Ana: El primer recuerdo que tengo es del jardín. Yo salgo del jardín de infantes con un pintorcito de color rosa y un moño rojo. En la puerta está un hombre de pelo muy corto que sonríe, me sonríe a mí. Ese hombre que no termino de reconocer se me acerca apenas bajo el último escalón, se agacha, me abraza fuerte y me acaricia la mejilla. Me mira. Después de mirarme durante unos segundos largos me da un beso. Me toma de la mano. Y yo camino sin decir palabra.
También esta casa tiene un jardín, pero este jardín está afuera. La casa entera está alejada de la calle, y cuando uno abre la puerta de una verja de hierro pintada de negro, entra por un caminito de piedra que cruza el jardín muy cuidado y lleva directamente a la puerta de la casa.
En esta casa, en este jardín, viví yo hasta los diecinueve años. O veinte. Todo familiar, todo muy familiar, todo desconocido de pronto.
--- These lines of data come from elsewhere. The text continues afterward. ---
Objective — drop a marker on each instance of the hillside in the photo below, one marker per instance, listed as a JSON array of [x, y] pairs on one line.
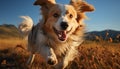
[[104, 35], [9, 31]]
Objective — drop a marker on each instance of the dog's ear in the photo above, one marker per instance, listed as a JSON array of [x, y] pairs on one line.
[[81, 6], [45, 6], [45, 3]]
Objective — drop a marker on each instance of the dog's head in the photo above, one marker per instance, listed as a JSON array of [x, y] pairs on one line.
[[63, 20]]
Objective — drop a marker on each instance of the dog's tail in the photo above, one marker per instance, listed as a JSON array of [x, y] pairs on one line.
[[25, 26]]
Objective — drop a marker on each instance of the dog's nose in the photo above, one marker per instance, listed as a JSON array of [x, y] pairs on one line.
[[51, 62], [64, 25]]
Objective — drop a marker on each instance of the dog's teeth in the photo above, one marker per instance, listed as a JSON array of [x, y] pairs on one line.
[[59, 35]]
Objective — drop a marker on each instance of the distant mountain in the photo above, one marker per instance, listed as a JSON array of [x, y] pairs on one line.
[[9, 31], [104, 35]]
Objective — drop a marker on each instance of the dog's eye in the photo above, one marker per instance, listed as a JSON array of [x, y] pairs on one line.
[[56, 15], [71, 16]]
En la primaria fui Andrea Gómez. Toda la primaria, Andrea, la hija del comisario. Todas mis compañeras nenas, ni un solo varón. La hija del comisario. Eso me daba una nota distinta. Yo tenía que anunciar mi llegada. Si me acercaba de improviso a algún círculo de compañeras se hacía inmediatamente un silencio. Todas se miraban, calladas. Y yo tenía que preguntar “qué pasa”. Y la respuesta siempre era la misma: “nada”. Este silencio repentino que se producía con mi llegada se repitió cientos, miles de veces. Una tarde, me acuerdo muy bien que era de tarde, a alguna nena le faltó una lapicera. Pero antes de que la nena hiciera el anuncio yo ya venía molestando a la maestra con que quería ir urgente al baño. La maestra dijo que la lapicera tenía que aparecer, que cada uno iba a revisar su propia cartuchera y su propia valija. Yo revisé todo rápido y me fui al baño con permiso. Cuando volví, habían revisado mi valija y habían encontrado ahí la lapicera que faltaba. Reaccioné, empecé a gritar que alguien había aprovechado para poner la lapicera en mi valija y que yo no me iba a mover de ahí hasta que la persona que había puesto la lapicera en mi valija no confesara. La maestra trató de calmarme pero yo no aceptaba ningún tipo de argumentos. Mi mamá, mejor dicho la esposa del comisario Gómez, vino a buscarme y me esperaba en la puerta. La maestra tuvo que salir para decirle lo que había pasado y explicarle que yo todavía estaba en mi pupitre (a pesar de que todas mis compañeras se habían ido). La esposa del comisario que se desempeñaba en ese momento como mi madre estuvo hasta las siete y media tratando de hacerme entender que el colegio tenía que cerrar y que yo no podía estar a esa hora ahí. A las ocho anunciaron la llegada del comisario Gómez, que entró al aula y trató de convencerme durante un buen rato. Delante del comisario yo le recriminé a los gritos a la maestra por haber dejado que otras nenas hubiesen revisado mi valija sin que yo estuviera presente. El comisario me dijo que era hora de irnos y como yo insistí en quedarme hasta que la cosa no se aclarara el comisario, a las nueve menos cuarto de la noche, me levantó a la fuerza, me metió en el auto y me llevó a casa. Después de ese día estuve casi una semana con fiebre. Nunca más volví a ese colegio. Yo entendí que el comisario era una persona capaz de usar la fuerza.
La pieza El archivista, de Héctor Levy-Daniel, fue estrenada en abril de 2001 bajo la dirección de Marcelo Mangone en el Centro Cultural Recoleta en el marco de la primera edición del ciclo Teatro por la Identidad.
Aunque este monólogo sirvió para la construcción de la obra, no forma parte de la misma.